To the Editor of the Winnipeg Jewish Review:
Catherine Chatterley’s essay in the Winnipeg Jewish Review of March 24th, “The Holocaust was not an Interfaith Experience,” is a succinct and brilliant summary of what the Holocaust actually was. It’s important because it presents history accurately. But it’s even more important because, by presenting that history accurately, it help correct the growing effort to universalize it—to make it into a lesson about “man’s inhumanity to man.”
Needless to say, many experiences provide such a lesson. But the Holocaust was unique in its methods and in its ferocious focus on Jews—a focus the sentiment behind which is some two thousand years old and has resulted in numerous spasms of murder in the places where Jews have lived.
Nor did the Holocaust end this sentiment. Rather, its massive ferocity left antisemitism temporarily exhausted; after the Holocaust, antisemites couldn’t express their bigotry quite as easily in polite company, at least for a few decades. It was almost as if antisemitism in its active form had taken a kind of vacation.
But active antisemitism is back and, with increasing speed it’s racing around the world.

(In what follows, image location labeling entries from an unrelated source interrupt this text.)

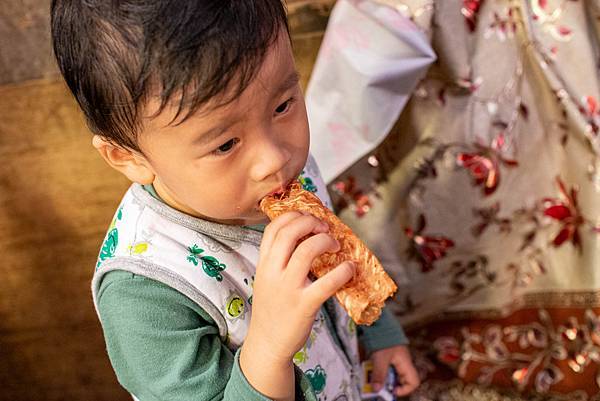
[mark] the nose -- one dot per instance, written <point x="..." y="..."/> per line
<point x="271" y="158"/>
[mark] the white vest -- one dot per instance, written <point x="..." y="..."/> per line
<point x="214" y="265"/>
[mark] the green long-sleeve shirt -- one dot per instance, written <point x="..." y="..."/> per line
<point x="163" y="346"/>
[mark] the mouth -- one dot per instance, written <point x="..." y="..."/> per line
<point x="280" y="191"/>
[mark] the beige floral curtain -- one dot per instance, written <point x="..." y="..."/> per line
<point x="483" y="201"/>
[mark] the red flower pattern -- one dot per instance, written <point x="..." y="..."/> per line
<point x="484" y="164"/>
<point x="591" y="112"/>
<point x="352" y="196"/>
<point x="470" y="10"/>
<point x="565" y="210"/>
<point x="426" y="249"/>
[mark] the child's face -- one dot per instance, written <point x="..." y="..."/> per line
<point x="218" y="165"/>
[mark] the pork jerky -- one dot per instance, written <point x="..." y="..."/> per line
<point x="364" y="296"/>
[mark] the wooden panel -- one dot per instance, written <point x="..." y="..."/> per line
<point x="25" y="50"/>
<point x="56" y="200"/>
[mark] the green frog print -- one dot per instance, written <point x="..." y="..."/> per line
<point x="111" y="241"/>
<point x="307" y="183"/>
<point x="318" y="378"/>
<point x="211" y="266"/>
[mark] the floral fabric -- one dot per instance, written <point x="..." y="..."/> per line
<point x="483" y="201"/>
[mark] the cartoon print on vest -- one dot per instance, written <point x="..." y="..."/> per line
<point x="211" y="266"/>
<point x="109" y="246"/>
<point x="249" y="283"/>
<point x="307" y="183"/>
<point x="235" y="307"/>
<point x="318" y="378"/>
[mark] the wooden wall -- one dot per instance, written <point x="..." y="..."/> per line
<point x="56" y="200"/>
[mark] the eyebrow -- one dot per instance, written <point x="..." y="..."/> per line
<point x="289" y="82"/>
<point x="208" y="136"/>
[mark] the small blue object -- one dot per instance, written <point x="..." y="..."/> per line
<point x="387" y="391"/>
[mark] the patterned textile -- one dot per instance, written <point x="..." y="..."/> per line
<point x="483" y="202"/>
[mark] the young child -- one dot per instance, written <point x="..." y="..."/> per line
<point x="198" y="104"/>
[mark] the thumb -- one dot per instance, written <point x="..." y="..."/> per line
<point x="380" y="369"/>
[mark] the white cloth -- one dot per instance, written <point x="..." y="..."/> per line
<point x="361" y="81"/>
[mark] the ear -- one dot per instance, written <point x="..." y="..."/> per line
<point x="128" y="162"/>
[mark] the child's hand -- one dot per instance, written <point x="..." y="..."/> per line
<point x="399" y="358"/>
<point x="285" y="302"/>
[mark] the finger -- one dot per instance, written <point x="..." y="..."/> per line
<point x="287" y="238"/>
<point x="380" y="370"/>
<point x="410" y="379"/>
<point x="305" y="253"/>
<point x="323" y="288"/>
<point x="273" y="227"/>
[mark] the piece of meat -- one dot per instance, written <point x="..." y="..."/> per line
<point x="364" y="296"/>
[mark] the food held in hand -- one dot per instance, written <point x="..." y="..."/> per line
<point x="364" y="296"/>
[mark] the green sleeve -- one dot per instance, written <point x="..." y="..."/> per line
<point x="384" y="333"/>
<point x="163" y="346"/>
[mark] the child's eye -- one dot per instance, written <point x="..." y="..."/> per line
<point x="285" y="106"/>
<point x="226" y="147"/>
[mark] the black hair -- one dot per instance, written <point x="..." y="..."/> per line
<point x="116" y="54"/>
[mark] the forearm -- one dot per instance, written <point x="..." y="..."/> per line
<point x="268" y="374"/>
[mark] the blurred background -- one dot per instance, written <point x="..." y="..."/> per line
<point x="56" y="200"/>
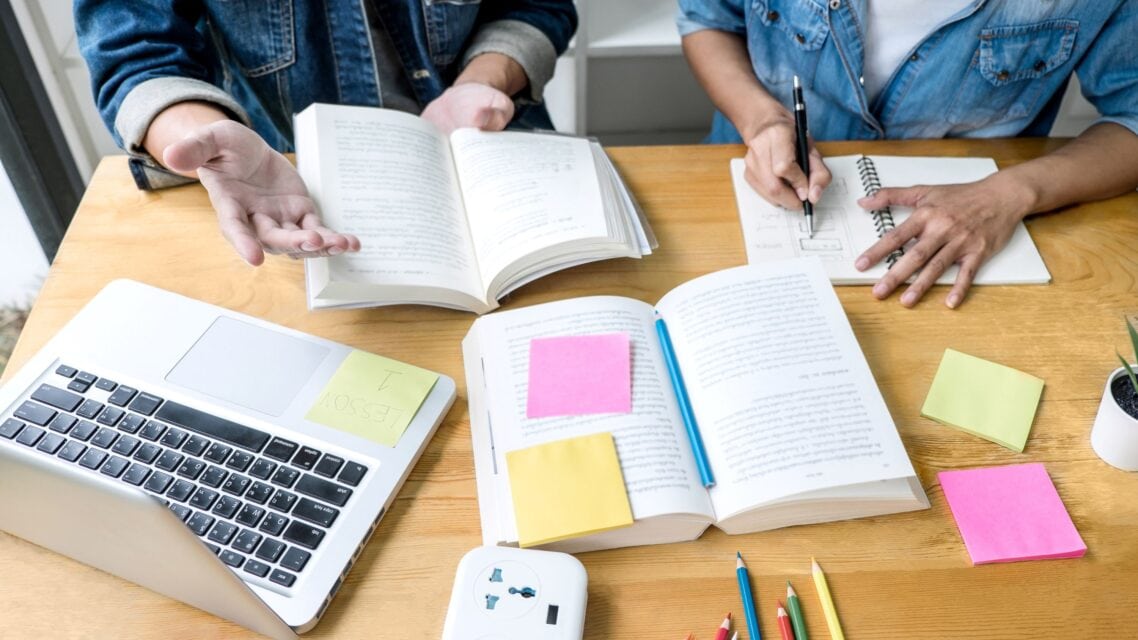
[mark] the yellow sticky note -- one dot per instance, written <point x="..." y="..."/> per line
<point x="372" y="396"/>
<point x="984" y="399"/>
<point x="567" y="489"/>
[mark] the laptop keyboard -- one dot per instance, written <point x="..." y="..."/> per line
<point x="263" y="503"/>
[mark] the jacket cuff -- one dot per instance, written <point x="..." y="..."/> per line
<point x="143" y="104"/>
<point x="522" y="42"/>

It’s being expressed increasingly in Europe, and with blood-curdling intent and language in the Arab/Muslim world. Nor is it absent in Canada or the United States.
Dr. Chatterley’s essay trenchantly demonstrates the historical truth of antisemitism’s lethal consequences during the Holocaust—the truth that the Holocaust—the Shoah--was, indeed, not an interfaith experience but the most intense example of a specifically antisemitic experience. And it provides an important corrective to the increasing tendency to universalize the Holocaust, which is done not only by well-meaning non-Jews but also by well-meaning Jews. Both of these groups fail to undertand how the distortion of historical memory corrupts its power to teach. Both of these groups recognizes that if, in the effort to teach universal values, a particular historical experience is expanded to teach universal lessons, then the particular lesson that it can teach so clearly—the murderous consequences of antisemitism—is lost.
In writing her important essay, and in founding the Canadian Institute for the Study of Antisemitism, Dr. Chatterley has done a great service not only to the memory of the Holocaust dead but also to humanity itself. And her essay—and the Winnipeg Jewish Review—have done a great service to the Jews of the present and the future. It’s the kind of accurate Holocaust memory that she teaches that has a chance of reducing the likelihood that yet another Holocaust—this time carried out not by Germans but by others, not in Europe but in the Middle East, and not by gas chambers but by nuclear weapons—will follow.
Walter Reich is the Yitzhak Rabin Memorial Professor of International Affairs, Ethics and Human Behavior at The George Washington University and a former Director of the United States Holocaust Memorial Museum.